Comment by moi2388
1 day ago
“ the researchers created a carefully controlled LLM environment in an attempt to measure just how well chain-of-thought reasoning works when presented with "out of domain" logical problems that don't match the specific logical patterns found in their training data.”
Why? If it’s out of domain we know it’ll fail.
> Why? If it’s out of domain we know it’ll fail.
To see if LLMs adhere to logic or observed "logical" responses are rather reproduction of patterns.
I personally enjoy this idea of isolation "logic" from "pattern" and seeing if "logic" will manifest in LLM "thinking" about in "non-patternized" domain.
--
Also it's never bad give proves to public that "thinking" (like "intelligence") in AI context isn't the same thing we think about intuitively.
--
> If it’s out of domain we know it’ll fail.
Below goes question which is out of domain. Yet LLMs handle the replies in what appearing as logical way.
``` Kookers are blight. And shmakers are sin. If peker is blight and sin who is he? ```
It is out of domain and it does not fail (I've put it through thinking gemini 2.5). Now back to article. Is observed logic intristic to LLMs or it's an elaborate form of a pattern? Acoording to article it's a pattern.
Out of domain means that the type of logic hasn’t been in the training set.
“All A are B, All C are D, X is A and B, what is X?” is not outside this domain.
I don't think we know that it'll fail, or at least that is not universally accepted as true. Rather, there are claims that given a large enough model / context window, such capabilities emerge. I think skepticism of that claim is warranted.
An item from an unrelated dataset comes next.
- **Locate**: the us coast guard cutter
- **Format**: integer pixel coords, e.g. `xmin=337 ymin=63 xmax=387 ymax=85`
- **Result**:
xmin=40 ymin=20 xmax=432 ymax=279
This research validates that skepticism, at least for a certain parameters (model family/size, context size, etc).
There's a question which was rhetorically asked by Yaser S. Abu-Mostafa: "How do we know if we're learning from data?" and his answer was: "We are learning from data if we can generalize from our training set to our problem set."
To me, it feels a lot like Deming's "what gets measured gets done" (with the quiet part "...oftentimes at the expense of everything else."). Of course, the quiet part is different in this case.
What is this "domain" of which you speak? Because LLMs are supposedly good for flying airplanes, mental health, snakebites, and mushroom poisoning.
Its getting to the nub of whether models can extrapolate instead of interpolate.
If they had _succeeded_, we'd all be taking it as proof that LLMs can reason, right?